Los amores no tiene que ser intensos, deben ser incondicionales. Duraderos. Que no se planteen demasiados interrogantes y acepten las respuestas de buen grado. El enamoramiento es el camino más fácil para volverse loca. Me basta un amor que no me falle.

Me da igual que me tachen de conservadora o conformista, es muy de ideales de juventud preferir volar libremente, a expensas de los disparos, a quedarse en tu jaula de oro. A mí los barrotes no me incomodan. Los tengo desde siempre, forman parte de mi memoria genética. Y me dan calor. Consuelo. Respiro. Es confortable tener una seguridad que ha sido perfectamente meditada.
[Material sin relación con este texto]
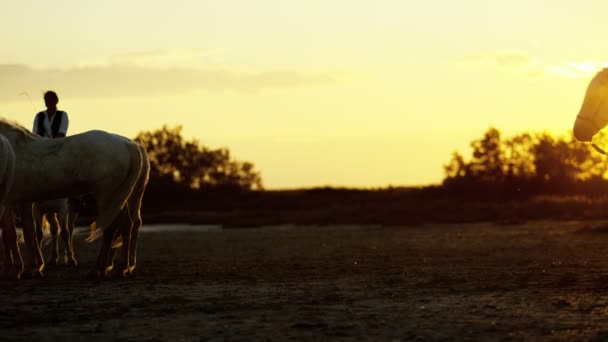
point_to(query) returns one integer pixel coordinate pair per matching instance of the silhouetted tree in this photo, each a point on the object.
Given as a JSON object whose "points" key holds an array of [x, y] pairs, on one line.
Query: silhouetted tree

Está bien contar con posibles, ser admirada, huir de los rumores, mantener una marca intachable. Esa firma lo acredita. Lo siento mucho por las hienas y resentidos, pero yo soy la señora de. Quien quiera acusarme que tire la primera piedra. Que levante la mano el que no lleve a cuestas algún tipo de hipocresía en su vida.
Lo que pasa que les fastidia verme sonreír, contemplarme bien vestida, impecable siempre, con una familia maravillosa que prefiere no hacer preguntas para perpetuar este sistema que nunca ha dado que hablar.
El único pero que puedo destacar es que, de vez en cuando, cada mucho tiempo, se me cruza alguien que me mira, y parece que en esos desconocidos ojos hay rescoldos de otros tiempos. Esa persona que no dice nada, sólo un simple intercambio de miradas, pero que en sus ojos firmes encuentro un escalofrío, breve, fugaz, como si me hubieran descubierto y dejado desnuda y expuesta, adivinando como soy; un escalofrío porque me parece que en su gesto del rostro puedo leer: "Te conozco".